Ahhh players struggling to score or do what they do best…
What you do in these situations as a coach comes from ‘who you are’.
A Force Coach condemns and punishes you ‘down’ to a lesser role.
An In-Powered Coach unites, helps, and uses love and compassion to raise the player up.
We’ve probably experienced getting scratched, benched, imprisoned on the 4th line or getting ignored until we transfer… Just me?
Brandon Naurato takes a different approach at Michigan. One that comes from a place of Power.
He gets to this idea in explaining the conversation he might have with a player who is struggling, as if distilling the program into a single hypothetical meeting. Naurato doesn’t believe in psychological manipulation as a motivator to break free of a slump.
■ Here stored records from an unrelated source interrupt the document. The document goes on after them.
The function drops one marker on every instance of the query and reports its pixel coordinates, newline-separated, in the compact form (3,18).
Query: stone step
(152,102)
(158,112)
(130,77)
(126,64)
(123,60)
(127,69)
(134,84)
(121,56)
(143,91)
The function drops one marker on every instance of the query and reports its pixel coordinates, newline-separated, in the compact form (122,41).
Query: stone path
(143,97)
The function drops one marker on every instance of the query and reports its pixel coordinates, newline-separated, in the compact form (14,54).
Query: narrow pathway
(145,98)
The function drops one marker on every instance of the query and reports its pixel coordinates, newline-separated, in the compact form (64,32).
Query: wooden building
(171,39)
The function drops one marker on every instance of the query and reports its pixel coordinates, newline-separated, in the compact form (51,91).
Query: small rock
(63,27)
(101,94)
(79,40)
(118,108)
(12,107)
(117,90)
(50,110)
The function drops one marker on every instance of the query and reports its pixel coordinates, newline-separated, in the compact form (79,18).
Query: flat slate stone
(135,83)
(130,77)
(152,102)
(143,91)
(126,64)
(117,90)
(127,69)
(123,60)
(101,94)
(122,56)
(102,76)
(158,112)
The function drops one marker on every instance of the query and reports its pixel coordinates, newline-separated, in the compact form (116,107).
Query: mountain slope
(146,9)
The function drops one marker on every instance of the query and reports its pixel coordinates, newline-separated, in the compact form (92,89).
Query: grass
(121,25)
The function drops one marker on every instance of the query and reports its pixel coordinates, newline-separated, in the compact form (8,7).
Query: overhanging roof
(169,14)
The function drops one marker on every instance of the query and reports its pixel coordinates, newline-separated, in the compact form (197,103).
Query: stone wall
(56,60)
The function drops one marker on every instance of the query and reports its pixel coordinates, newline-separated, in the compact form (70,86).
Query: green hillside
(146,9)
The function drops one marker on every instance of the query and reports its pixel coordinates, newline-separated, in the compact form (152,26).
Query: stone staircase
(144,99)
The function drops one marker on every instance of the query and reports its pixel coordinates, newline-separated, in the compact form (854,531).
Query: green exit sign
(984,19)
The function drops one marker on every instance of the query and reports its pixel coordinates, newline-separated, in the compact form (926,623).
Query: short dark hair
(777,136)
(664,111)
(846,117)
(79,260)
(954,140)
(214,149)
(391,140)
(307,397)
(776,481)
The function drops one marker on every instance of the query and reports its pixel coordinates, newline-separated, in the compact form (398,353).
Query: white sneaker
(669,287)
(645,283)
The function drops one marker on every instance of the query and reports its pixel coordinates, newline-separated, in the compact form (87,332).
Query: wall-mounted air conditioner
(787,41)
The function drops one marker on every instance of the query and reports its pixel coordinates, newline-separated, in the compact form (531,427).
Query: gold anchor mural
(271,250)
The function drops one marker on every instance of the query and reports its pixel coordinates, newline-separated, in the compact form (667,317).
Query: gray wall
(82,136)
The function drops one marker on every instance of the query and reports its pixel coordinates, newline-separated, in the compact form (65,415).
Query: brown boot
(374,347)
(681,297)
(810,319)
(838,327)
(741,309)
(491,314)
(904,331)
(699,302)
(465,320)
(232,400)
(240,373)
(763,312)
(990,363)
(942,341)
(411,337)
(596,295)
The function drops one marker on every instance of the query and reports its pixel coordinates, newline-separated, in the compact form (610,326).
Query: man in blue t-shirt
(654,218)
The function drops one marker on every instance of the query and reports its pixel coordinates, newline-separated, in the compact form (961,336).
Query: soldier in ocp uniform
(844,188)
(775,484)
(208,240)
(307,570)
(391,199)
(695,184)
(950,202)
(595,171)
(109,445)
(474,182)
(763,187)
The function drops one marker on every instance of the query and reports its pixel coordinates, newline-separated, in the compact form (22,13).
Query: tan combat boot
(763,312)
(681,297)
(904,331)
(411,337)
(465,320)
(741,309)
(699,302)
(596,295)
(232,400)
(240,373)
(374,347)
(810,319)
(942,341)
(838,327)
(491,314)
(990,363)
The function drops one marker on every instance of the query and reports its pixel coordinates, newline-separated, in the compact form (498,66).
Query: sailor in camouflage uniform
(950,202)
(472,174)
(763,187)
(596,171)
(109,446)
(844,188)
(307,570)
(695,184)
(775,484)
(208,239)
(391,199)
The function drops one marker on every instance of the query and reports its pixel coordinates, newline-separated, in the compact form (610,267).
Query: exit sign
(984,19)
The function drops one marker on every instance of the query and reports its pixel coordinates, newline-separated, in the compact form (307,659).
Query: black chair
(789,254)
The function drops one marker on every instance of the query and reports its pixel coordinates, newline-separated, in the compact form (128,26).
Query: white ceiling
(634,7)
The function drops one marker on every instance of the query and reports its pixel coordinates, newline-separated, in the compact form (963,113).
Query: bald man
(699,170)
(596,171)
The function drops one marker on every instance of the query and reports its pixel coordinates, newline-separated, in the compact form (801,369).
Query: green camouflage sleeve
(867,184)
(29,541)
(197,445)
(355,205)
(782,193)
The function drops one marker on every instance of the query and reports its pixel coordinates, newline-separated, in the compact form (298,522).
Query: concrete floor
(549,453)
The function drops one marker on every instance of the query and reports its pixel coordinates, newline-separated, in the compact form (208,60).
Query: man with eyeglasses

Instead, he wants to help chart a path out of that slump together, cultivating an environment where people like McGroarty or Hughes want to stay and keep developing.
“I want you to do more,” Naurato says. “‘Hey I haven’t scored in five games.’ ‘Great, let me sit with you and let's watch all your stuff.’ I want to help you score because I need you to score. I don’t need to fuck with you and put you on the fourth line to get you going, because our kids they work and there's an honest effort. That's what's so good, man, is we have great people, and they're always together and they care and it sounds cliché, and I always say this, but that's the culture.”
Force separates you from your:
Coaching staff
Current role
Confidence/ Current strengths (“just play more defensively and conservatively and hit people more”, they say to the slumping player)
Power unites and strengthens all of those relationships.
Force separates and weakens all of the above.